You fail to address OP's question:

> But if I want something that is able to express data structures customized by myself, usually with hierarchical data that can be verified for validity and syntax (XML Schemas or old-school DTD), what other options are there?

He actually did address my question in a way: "[...] XML has prevented the adoption of something better (because it was "good enough")."

Which IMO is a sensible way looking at it. I too think XML is not perfect but if all the other stuff we're stuck with currently would be as good enough as XML, IT would be a place with less WTFs all around. ;-)

I did address it. Did you read my comment until the end?
> the problem is that XML has prevented the adoption of something better

What would be better?

That depends on your specific goals.
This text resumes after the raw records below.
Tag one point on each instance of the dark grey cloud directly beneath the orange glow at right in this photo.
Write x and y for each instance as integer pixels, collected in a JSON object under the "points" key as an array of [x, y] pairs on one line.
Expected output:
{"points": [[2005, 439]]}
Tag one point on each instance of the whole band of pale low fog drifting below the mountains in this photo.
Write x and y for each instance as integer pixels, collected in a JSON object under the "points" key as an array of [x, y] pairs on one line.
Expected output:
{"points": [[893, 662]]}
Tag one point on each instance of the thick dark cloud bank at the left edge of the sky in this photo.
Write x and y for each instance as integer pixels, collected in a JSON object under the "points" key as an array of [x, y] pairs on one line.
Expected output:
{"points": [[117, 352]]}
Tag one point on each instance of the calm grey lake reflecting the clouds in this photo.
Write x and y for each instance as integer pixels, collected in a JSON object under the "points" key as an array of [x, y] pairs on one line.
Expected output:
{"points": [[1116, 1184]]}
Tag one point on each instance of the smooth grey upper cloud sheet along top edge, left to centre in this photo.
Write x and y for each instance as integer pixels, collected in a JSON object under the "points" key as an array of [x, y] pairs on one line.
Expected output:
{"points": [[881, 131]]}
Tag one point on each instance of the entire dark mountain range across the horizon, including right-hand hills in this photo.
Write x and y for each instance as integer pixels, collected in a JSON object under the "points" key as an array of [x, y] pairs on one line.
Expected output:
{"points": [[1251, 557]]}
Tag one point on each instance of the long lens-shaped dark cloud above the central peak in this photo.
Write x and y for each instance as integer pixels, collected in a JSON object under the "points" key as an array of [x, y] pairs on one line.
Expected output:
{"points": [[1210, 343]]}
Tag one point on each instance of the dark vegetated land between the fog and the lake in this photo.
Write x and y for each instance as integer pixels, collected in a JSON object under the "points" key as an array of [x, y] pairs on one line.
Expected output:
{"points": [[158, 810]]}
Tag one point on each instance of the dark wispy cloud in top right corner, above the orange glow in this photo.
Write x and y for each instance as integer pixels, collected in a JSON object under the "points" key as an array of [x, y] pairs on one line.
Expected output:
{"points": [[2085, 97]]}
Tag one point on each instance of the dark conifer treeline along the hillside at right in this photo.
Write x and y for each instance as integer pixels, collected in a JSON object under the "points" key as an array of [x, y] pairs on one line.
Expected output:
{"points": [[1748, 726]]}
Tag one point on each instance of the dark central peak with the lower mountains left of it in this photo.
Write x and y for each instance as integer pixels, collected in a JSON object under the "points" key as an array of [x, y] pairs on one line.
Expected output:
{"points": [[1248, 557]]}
But essentially, XML schemas are sort of like attribute grammars, except with an unnecessarily convoluted syntax, and yet more limited in their expressiveness than attribute grammars (because whatever constraints you need have to be procrusteanized into XML schemas).

Even if you were to stick with XML semantics as is, you could improve the syntax to be actually readable and eliminate the angle bracket tax [1, 2].

[1] http://blog.codinghorror.com/xml-the-angle-bracket-tax/

[2] http://blog.codinghorror.com/revisiting-the-xml-angle-bracke...

I think S-expressions would have been better.

Alternatively Carl Sassenrath was pushing Rebol in the past. See his blog post "Was XML Flawed from the Start?" - http://www.rebol.com/article/0108.html

Update: Just posted the above blog link to HN: https://news.ycombinator.com/item?id=7361260

I'm a fan of edn myself. https://github.com/edn-format/edn